Network executives planning to deploy network access control should start with very specific goals, not intricate schemes to quarantine and remediate insecure devices, shut down badly behaving machines and record every connection each device attempts to make on the network.
That’s because comprehensive NAC rollouts are costly and complex, and the technology is young enough that even if the goals are simple, the implementation may not be.
For instance, Erickson Retirement Communities in Silver Springs, Md., wanted NAC to block intentionally malicious users from gaining access to the network. “If you can’t authenticate successfully, you’re going to end up in some dirty [ virtual LAN ] that gives you Internet access, and that’s it,” says Scott Erickson, the company’s CTO, who oversees the firm’s 14 campuses. “I want contractors to be able to get [traffic] in and out, and if auditors are here, for them to use their VPN s. That’s really what I was after with NAC.”

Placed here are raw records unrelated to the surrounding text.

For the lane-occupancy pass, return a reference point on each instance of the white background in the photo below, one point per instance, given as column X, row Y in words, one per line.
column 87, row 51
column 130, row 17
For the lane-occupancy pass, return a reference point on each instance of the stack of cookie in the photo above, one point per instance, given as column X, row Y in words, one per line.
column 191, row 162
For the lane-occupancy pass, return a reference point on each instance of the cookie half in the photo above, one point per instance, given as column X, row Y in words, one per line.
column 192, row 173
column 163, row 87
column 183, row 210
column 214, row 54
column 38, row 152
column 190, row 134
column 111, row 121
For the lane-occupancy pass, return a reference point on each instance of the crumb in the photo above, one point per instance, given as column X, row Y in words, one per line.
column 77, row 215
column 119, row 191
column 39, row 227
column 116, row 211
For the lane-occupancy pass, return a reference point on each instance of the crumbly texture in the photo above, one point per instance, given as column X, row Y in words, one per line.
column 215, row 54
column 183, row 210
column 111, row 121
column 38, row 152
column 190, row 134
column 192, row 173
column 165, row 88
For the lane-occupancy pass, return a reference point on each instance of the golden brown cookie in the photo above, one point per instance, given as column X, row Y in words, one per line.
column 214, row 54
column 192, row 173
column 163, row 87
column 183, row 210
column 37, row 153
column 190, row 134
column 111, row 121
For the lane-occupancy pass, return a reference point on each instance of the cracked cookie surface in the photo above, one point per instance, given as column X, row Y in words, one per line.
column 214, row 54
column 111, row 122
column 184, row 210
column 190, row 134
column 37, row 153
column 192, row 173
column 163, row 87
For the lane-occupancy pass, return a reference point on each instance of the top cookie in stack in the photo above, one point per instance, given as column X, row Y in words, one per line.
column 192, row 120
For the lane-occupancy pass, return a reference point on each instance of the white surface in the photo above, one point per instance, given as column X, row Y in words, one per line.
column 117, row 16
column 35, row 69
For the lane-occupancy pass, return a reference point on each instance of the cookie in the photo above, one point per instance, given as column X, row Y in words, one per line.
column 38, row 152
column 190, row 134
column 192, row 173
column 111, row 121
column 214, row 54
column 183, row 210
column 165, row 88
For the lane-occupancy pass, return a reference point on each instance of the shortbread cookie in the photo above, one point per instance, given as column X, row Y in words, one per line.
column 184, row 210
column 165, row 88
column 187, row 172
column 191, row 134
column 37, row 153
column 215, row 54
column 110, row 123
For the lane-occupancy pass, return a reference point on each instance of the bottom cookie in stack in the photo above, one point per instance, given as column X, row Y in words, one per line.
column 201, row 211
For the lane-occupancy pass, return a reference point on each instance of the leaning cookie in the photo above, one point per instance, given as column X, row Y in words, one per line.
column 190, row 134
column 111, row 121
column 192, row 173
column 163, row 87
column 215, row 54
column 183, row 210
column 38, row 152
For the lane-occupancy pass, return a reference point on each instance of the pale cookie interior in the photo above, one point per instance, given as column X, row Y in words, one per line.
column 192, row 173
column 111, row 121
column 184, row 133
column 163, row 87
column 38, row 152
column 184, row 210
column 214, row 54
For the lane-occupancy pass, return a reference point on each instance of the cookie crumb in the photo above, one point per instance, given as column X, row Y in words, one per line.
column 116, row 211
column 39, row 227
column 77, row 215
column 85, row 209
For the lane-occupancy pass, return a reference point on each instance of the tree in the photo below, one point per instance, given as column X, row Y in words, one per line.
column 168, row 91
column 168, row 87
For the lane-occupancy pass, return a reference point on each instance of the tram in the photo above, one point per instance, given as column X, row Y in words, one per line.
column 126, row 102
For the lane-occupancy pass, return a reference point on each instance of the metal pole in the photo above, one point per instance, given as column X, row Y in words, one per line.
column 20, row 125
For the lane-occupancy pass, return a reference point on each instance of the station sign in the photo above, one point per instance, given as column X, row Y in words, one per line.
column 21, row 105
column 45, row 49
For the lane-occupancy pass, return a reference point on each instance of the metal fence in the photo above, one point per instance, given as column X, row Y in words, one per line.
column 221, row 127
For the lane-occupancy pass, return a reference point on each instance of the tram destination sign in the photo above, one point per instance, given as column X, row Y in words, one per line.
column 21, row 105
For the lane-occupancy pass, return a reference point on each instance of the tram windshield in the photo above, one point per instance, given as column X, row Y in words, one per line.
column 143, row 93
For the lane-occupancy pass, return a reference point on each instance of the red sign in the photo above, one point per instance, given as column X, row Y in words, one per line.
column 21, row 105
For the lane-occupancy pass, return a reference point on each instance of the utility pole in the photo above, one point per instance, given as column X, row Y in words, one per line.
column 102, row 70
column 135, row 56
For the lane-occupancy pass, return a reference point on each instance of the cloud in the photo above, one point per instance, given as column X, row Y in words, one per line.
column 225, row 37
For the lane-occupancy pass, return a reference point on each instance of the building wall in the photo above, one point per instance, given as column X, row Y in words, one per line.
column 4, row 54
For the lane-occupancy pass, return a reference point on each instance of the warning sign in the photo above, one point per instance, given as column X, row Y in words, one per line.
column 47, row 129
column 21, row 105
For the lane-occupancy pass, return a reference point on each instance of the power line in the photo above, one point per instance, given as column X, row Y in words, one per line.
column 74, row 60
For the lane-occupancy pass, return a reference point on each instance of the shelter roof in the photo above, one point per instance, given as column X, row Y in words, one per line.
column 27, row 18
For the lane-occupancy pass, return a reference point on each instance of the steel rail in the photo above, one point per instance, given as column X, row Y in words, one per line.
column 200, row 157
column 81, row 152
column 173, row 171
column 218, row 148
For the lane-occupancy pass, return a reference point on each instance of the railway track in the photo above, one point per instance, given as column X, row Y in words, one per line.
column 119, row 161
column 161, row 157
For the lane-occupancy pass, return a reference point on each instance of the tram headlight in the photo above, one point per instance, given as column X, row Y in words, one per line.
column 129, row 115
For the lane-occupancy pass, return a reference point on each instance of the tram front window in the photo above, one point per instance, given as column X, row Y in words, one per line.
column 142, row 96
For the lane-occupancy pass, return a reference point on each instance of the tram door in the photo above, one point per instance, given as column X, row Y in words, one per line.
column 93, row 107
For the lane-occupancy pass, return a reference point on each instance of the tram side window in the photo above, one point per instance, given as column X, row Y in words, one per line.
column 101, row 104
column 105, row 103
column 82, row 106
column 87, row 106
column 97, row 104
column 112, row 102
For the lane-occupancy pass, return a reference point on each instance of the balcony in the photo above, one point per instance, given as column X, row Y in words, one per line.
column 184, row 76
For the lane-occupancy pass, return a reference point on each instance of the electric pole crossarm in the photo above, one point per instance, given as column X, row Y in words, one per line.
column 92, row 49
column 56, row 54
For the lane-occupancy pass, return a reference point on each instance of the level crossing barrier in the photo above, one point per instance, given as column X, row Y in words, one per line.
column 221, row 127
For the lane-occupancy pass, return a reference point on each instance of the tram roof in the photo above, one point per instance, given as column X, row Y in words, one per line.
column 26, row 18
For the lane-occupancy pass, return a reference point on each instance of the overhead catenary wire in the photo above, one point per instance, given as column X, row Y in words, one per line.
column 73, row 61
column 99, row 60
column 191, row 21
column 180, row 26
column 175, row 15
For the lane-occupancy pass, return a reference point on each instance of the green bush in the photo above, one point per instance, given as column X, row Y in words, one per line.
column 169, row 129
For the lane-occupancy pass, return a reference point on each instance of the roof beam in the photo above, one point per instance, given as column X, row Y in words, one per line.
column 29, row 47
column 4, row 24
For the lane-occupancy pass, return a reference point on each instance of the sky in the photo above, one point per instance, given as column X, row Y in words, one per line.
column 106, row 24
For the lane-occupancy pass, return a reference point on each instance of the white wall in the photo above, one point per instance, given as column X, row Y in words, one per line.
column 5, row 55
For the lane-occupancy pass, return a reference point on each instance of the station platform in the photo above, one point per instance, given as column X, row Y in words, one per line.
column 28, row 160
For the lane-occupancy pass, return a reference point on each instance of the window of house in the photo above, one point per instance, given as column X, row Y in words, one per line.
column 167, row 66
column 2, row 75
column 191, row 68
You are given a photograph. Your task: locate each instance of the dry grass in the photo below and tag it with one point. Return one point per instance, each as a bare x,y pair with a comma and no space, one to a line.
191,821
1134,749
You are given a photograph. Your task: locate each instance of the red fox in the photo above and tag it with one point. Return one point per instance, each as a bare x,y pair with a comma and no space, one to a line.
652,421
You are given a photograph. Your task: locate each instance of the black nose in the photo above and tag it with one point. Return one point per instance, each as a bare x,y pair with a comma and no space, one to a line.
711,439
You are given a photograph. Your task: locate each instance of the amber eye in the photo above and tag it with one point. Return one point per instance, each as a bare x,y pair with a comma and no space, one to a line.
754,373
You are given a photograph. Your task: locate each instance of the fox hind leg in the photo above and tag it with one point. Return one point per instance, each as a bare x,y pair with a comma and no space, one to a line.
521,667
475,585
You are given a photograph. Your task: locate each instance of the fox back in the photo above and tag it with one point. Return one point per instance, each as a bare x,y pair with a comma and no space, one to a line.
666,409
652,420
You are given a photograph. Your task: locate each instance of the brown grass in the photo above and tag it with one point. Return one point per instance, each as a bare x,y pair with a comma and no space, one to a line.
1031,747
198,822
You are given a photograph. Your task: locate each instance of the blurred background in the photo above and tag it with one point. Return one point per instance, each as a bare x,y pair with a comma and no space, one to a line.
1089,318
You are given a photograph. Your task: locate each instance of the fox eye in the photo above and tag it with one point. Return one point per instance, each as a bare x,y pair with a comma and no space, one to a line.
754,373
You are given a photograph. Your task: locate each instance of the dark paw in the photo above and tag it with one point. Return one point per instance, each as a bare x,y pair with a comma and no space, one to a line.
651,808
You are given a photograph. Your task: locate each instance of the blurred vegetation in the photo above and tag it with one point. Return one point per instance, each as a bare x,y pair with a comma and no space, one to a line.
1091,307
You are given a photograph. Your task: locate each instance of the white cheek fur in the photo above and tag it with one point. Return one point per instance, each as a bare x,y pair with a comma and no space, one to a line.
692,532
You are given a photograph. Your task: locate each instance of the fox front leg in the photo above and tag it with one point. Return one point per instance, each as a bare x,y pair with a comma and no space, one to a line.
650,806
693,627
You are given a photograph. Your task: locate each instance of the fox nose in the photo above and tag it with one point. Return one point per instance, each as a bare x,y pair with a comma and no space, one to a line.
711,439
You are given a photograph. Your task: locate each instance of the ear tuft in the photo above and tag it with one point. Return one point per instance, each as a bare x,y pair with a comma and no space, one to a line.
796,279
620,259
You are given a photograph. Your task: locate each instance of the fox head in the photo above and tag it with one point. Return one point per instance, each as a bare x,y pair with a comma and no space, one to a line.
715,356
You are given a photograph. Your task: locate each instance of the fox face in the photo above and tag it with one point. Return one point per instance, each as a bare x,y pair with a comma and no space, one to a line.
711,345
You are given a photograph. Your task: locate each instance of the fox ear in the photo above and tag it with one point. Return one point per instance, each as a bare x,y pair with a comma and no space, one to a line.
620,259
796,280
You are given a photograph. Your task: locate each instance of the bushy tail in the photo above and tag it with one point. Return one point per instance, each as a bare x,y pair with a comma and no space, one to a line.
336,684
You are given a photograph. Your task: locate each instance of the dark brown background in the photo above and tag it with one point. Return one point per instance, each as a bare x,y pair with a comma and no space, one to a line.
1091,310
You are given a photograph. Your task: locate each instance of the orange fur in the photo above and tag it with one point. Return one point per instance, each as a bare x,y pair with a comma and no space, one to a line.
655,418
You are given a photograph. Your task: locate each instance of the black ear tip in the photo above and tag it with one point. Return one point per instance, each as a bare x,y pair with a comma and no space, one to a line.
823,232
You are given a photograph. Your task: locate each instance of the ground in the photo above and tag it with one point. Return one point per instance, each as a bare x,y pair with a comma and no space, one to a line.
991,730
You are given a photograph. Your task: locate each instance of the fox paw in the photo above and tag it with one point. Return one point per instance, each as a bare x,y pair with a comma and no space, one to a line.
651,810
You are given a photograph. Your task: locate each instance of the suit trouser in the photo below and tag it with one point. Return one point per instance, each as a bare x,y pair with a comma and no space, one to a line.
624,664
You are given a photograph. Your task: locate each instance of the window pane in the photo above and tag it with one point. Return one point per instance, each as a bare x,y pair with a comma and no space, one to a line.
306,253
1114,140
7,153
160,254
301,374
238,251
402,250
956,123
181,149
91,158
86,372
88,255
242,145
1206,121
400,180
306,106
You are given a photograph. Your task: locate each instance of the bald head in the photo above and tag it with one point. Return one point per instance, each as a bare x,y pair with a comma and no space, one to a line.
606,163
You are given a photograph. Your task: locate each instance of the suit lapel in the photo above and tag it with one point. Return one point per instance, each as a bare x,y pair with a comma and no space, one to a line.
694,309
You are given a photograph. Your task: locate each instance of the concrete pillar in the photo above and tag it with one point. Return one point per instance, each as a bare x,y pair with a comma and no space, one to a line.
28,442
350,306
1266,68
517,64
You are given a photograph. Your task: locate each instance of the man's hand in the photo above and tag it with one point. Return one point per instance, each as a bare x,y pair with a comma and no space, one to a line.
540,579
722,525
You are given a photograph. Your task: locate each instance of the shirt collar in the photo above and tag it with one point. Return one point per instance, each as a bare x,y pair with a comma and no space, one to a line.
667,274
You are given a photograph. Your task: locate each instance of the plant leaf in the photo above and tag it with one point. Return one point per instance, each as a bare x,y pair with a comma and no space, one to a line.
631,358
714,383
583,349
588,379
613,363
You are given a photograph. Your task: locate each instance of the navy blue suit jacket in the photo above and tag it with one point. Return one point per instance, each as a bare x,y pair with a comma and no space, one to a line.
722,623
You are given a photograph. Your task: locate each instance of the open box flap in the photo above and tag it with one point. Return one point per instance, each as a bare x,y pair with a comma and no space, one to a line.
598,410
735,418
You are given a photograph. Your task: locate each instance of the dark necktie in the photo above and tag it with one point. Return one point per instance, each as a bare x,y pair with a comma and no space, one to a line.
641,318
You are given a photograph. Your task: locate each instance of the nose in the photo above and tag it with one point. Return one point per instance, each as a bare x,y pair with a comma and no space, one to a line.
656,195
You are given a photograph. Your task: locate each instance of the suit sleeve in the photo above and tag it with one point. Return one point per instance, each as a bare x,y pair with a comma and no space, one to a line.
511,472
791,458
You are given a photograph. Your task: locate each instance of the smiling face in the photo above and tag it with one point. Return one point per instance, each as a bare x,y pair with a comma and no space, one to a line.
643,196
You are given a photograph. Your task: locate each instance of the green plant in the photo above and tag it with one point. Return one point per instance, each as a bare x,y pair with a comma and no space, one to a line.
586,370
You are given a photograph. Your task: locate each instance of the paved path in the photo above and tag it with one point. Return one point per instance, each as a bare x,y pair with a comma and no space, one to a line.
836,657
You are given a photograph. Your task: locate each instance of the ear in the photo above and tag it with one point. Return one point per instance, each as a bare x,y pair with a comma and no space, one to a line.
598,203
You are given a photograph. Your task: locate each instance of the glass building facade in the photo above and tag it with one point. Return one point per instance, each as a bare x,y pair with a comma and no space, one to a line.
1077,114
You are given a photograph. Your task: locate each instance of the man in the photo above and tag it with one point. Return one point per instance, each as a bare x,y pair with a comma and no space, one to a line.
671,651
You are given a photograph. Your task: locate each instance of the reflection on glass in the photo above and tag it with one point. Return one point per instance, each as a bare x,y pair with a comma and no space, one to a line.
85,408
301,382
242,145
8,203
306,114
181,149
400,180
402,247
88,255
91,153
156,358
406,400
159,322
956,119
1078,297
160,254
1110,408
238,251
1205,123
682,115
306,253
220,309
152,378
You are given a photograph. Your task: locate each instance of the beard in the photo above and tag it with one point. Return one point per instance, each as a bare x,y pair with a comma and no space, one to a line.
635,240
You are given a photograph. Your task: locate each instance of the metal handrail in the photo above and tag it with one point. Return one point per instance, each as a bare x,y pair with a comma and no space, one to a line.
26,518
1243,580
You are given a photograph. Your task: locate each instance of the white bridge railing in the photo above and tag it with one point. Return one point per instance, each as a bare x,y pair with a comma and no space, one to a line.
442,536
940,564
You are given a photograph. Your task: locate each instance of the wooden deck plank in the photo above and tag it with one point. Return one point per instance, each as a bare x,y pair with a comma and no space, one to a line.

But even that focused agenda is difficult for Erickson to achieve, for two reasons. One, he has been trying to implement the technology while keeping an eye on his budget. And two, all the elements he needs are not ready, although vendors he works with talk about them as if they are.
This dilemma stems from the many definitions of NAC being bandied about. Initially, NAC as defined by Cisco was a response to the Blaster worm that ravaged networks in 2003. The goal was to check that endpoints had proper patches and updated security in operation before they gained network access.
Since then, useful additions such as internal intrusion-detection/prevention gear have been tacked on to the definition. Notoriety of the technology has soared, and based on the expanded definition, NAC has been split into two parts: preadmission and postadmission.
Erickson was interested in preadmission controls that tie users and machines to policies. He wanted machines to identify themselves as issued by the company or not, then have users identify themselves and use a combination of the two identity checks to determine what, if any, access they get. “Now, if it’s a combination of the two, I’ll put you into a full, accessible VLAN,” he says.
Erickson figured he had all the elements he needed. His Cisco switches are software upgraded to handle 802.1x port-level policy enforcement, and his Cisco Access Control Server (ACS) RADIUS server is interoperable with Active Directory.
Lots of catch-22s
But it wasn’t as simple as he thought. For Cisco switches to enforce the policies using 802.1x port authentication, each machine being screened needs 802.1x supplicant client software, and Cisco didn’t have any ready late last year when Erickson was ready to go.
He hoped Microsoft would come up with a supplicant for Windows XP that would work with Cisco switches, but it didn’t. So his first thought was to pilot Cisco Network Access Control using Microsoft Vista and its 802.1x supplicant at three sites with about 100 PCs each. “I have three sites with about 100 PCs each that I just opened, and I’m going to flip all three of them. Those will be my pilot sites,” Erickson says. At least that was the original plan.
Now, he’s considering a more costly alternative — installing Cisco Network Access Control appliances at each site. He has so many sites that the cost is high, he says. But he may be forced into eating the extra cost in the interest of avoiding a long wait while bugs are worked out of Vista.
As Erickson’s experience points out, NAC can have pitfalls. “There’s lots of pieces and parts to NAC, and the number of vendors makes it hard,” says Zeus Kerravala, an analyst with the Yankee Group.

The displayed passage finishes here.